The ultimate goal of an integrated circuits (IC) physical design electronic design automation (EDA) tool is to accomplish any physical implementation, with respect to functional design (no timing violations), and to honor all of the rules of physical design. In advanced technology nodes, from 16 nm all the way to 7 nm, the routing step becomes the most complicated task in the physical implementation of ICs. This is mainly due to the increase in design rules that must be respected, from one technological node to another. Practical examples of the new design rules in 7 nm technology node are the self-aligned double patterning (SADP) [1] and aggressive end-of-line (EOL) rules. In a chip where performance is increasingly more than a simple requirement [2], the perspective of delay due to unexpected physical design challenges is a frightening prospect. These new rules create an urgent need for new techniques that help to improve all quality aspects during physical IC implementation from floor-planning, placement, and clocktree synthesis (CTS) until the route [3]. In this paper, we will take an important physical characteristic that comes with 7 nm SADP as an advantage to optimize wire delay by reducing the wire resistance. This comes from the fact that, due to the manufacturing process, the SADP layers, compared to No-SADP layers, have a high resistance. It is true that the previous tool versions already take the wire resistance into account during the wire promotion in the global route, but in this paper we are presenting an additional wire promotion that is SADP-based. A direct impact will be significant timing optimization without increasing cell area utilization. As a side effect, the consumed power by the wires will be reduced. As proof of concept, we will apply the proposed routing algorithm, using Nitro-SoC™, (2016.2, Mentor Graphics Corporation, Wilsonville, OR, USA, 2016), the Mentor Graphics’ physical design EDA tool, and a significant regression of 7 nm designs. The remainder of the paper is organized as follows: first, we present the global trends of delay sensitivity in advanced technology nodes, and we then try to explain the relationship between the wire delay and its resistance; next, we describe our solution as a new routing optimization method; timing is optimized via net delay reduction; finally, we present the experimental results on the selected regression, and a comparison study between baseline and the new method is also included.

2. Delay Sensitivity in Advanced Technology Nodes

In advanced technology nodes, the delay due to interconnect becomes more important than the delay in the gate. This is due to the increased delay sensitivity to the interconnect parasitic [4]. Figure 1 illustrates the escalating interconnect Resistance-Capacitance (RC) delay with nodes scaling.

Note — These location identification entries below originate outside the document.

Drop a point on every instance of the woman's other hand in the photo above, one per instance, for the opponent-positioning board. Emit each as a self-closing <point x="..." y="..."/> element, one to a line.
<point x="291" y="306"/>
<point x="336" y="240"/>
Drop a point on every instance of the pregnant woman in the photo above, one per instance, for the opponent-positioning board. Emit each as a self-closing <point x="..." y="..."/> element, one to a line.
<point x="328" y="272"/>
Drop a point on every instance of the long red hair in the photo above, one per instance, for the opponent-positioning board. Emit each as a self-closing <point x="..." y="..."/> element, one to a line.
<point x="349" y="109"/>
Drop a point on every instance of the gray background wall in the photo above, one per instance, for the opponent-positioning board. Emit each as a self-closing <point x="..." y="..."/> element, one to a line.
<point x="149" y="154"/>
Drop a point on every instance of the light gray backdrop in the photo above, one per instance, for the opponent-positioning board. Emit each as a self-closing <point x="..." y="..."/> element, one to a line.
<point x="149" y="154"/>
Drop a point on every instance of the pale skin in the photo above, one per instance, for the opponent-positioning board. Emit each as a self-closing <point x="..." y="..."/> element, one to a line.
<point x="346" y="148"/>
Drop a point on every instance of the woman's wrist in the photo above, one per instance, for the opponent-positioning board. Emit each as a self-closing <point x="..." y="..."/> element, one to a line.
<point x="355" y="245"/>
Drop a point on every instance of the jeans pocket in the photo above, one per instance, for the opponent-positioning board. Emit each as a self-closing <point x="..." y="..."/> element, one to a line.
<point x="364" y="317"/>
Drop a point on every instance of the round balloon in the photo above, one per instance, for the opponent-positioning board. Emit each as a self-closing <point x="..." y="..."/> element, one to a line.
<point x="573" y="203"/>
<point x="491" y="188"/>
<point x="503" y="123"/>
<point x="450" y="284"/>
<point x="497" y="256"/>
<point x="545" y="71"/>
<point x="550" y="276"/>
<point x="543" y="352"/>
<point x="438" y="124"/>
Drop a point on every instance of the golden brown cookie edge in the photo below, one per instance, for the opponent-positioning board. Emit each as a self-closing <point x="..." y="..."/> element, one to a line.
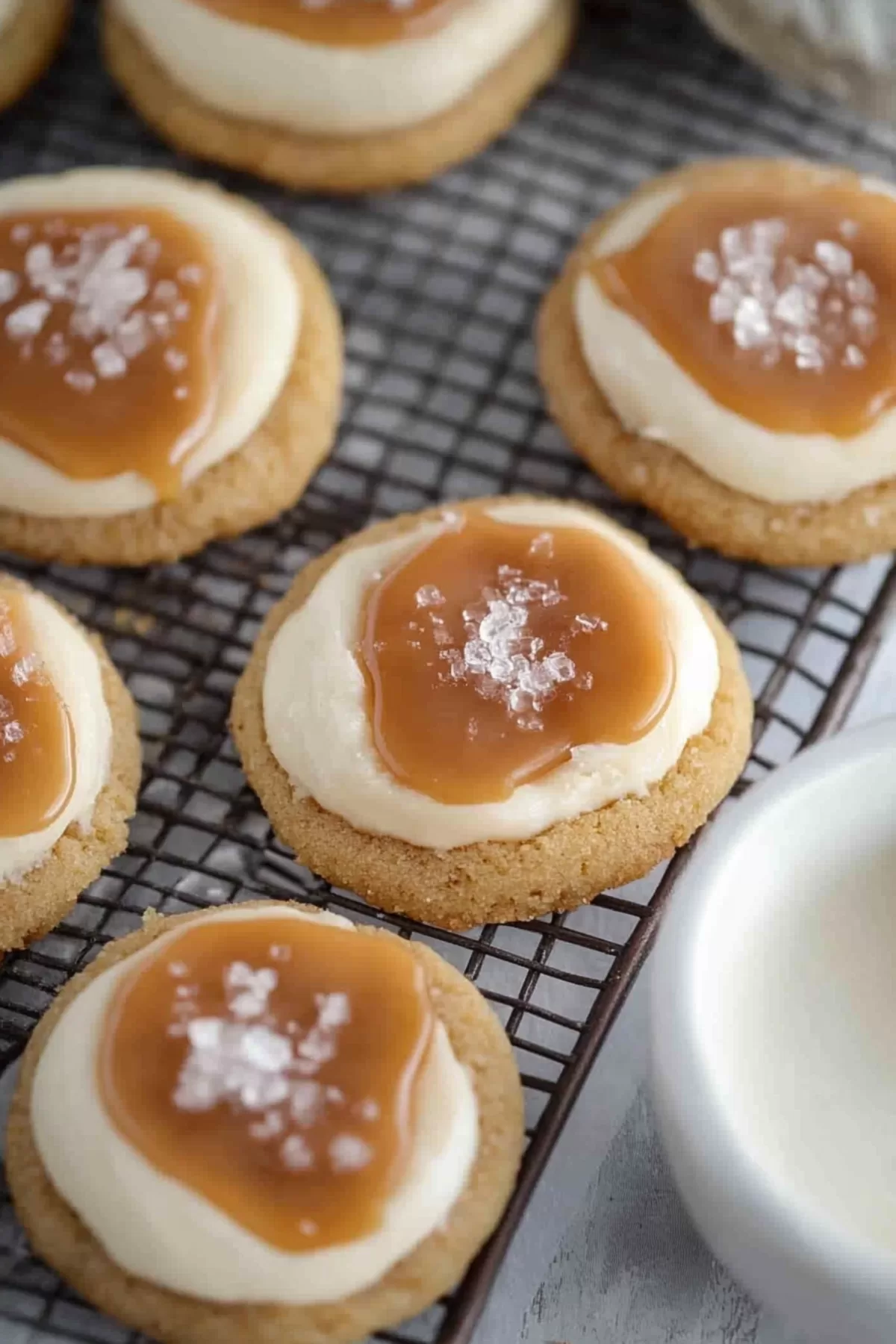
<point x="30" y="45"/>
<point x="340" y="163"/>
<point x="254" y="484"/>
<point x="432" y="1269"/>
<point x="45" y="895"/>
<point x="659" y="476"/>
<point x="494" y="880"/>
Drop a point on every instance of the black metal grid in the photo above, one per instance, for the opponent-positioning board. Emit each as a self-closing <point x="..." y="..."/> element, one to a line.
<point x="438" y="287"/>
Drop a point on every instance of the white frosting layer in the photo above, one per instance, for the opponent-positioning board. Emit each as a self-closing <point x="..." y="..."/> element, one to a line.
<point x="261" y="75"/>
<point x="161" y="1231"/>
<point x="75" y="673"/>
<point x="317" y="726"/>
<point x="655" y="396"/>
<point x="8" y="10"/>
<point x="261" y="320"/>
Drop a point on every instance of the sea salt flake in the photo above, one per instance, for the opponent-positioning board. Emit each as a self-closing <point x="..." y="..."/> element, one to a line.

With an approximately 10× growing gap for two process nodes, this escalating RC delay represents a significant part of the increase in gate density. This is due to the exponential increase in buffers and drivers counts, and a similar increase in “white” area kept for post-layout buffer insertion [5]. As performance divergence between transistors and interconnects continues to increase, designs have become interconnect-limited [6].

On the other hand, the delay is more sensitive to the wire resistance, more than it is to the wire capacitance [7], as highlighted by Figure 2.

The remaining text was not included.